Adding R-value (correlation) to scatter chart in Altair


So I am playing around with the Cars dataset and am looking to add the R-value to a scatter chart. So I can use this code to produce a scatter chart using transform_regression to add a regression line which is great.

from vega_datasets import data
import altair as alt
import pandas as pd
import numpy as np

cars = data.cars()
chart = alt.Chart(cars).mark_circle().encode(
        alt.X('Miles_per_Gallon', scale=alt.Scale(domain=(5,50))),
        y='Weight_in_lbs'
)

chart + chart.transform_regression('Miles_per_Gallon','Weight_in_lbs').mark_line()

Here is the chart

enter image description here

Then I am looking get the R-value. So can use pandas with this code as I am not sure how to get the R-value with Altair.

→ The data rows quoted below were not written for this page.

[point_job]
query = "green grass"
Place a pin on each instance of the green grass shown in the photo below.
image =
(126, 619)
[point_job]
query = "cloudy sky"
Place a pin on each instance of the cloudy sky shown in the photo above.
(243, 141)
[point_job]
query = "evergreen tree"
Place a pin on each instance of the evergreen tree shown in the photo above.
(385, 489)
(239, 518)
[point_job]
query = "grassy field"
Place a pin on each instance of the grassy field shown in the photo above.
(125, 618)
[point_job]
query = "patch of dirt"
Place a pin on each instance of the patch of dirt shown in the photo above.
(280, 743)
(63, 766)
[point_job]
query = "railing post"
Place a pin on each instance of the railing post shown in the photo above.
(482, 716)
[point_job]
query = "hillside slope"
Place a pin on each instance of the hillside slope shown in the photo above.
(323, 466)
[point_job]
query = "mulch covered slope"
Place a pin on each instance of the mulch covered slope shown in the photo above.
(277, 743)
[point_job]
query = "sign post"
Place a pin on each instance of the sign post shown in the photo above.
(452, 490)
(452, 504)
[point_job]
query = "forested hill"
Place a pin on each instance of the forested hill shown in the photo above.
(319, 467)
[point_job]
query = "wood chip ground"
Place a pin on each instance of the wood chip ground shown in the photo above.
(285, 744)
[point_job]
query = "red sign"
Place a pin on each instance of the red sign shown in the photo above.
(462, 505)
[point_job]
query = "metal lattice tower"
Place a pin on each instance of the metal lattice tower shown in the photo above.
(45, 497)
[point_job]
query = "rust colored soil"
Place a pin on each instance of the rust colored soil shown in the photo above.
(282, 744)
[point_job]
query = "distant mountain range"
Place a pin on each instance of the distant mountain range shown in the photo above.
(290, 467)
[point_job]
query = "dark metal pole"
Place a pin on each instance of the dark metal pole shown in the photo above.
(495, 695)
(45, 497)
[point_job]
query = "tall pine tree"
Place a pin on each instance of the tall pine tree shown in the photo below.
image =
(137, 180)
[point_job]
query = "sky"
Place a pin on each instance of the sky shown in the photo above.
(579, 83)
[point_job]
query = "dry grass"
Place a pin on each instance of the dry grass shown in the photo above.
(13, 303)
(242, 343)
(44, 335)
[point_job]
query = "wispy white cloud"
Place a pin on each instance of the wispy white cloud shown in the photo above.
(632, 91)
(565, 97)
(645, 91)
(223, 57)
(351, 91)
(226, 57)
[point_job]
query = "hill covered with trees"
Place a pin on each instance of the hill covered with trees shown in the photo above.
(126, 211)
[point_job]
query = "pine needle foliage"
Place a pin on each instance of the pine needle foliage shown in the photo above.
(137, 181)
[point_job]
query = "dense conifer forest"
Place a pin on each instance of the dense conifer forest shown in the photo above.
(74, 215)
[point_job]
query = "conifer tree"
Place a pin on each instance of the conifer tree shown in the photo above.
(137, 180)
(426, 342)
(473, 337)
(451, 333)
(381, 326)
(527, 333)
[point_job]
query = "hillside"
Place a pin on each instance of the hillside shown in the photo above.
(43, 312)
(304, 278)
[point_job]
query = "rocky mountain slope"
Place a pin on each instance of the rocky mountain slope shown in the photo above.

corl = cars[['Miles_per_Gallon','Weight_in_lbs']].corr().iloc[0,1]
corl

Now I was wondering how would I go about adding the R-value on the chart as a sort of label?


Solution

  • You can do this by adding a text layer:

    text = alt.Chart({'values':[{}]}).mark_text(
        align="left", baseline="top"
    ).encode(
        x=alt.value(5),  # pixels from left
        y=alt.value(5),  # pixels from top
        text=alt.value(f"r: {corl:.3f}"),
    )
    
    chart + text + chart.transform_regression('Miles_per_Gallon','Weight_in_lbs').mark_line()
    

    enter image description here

    In future versions of Altair, the empty data in the chart will no longer be required.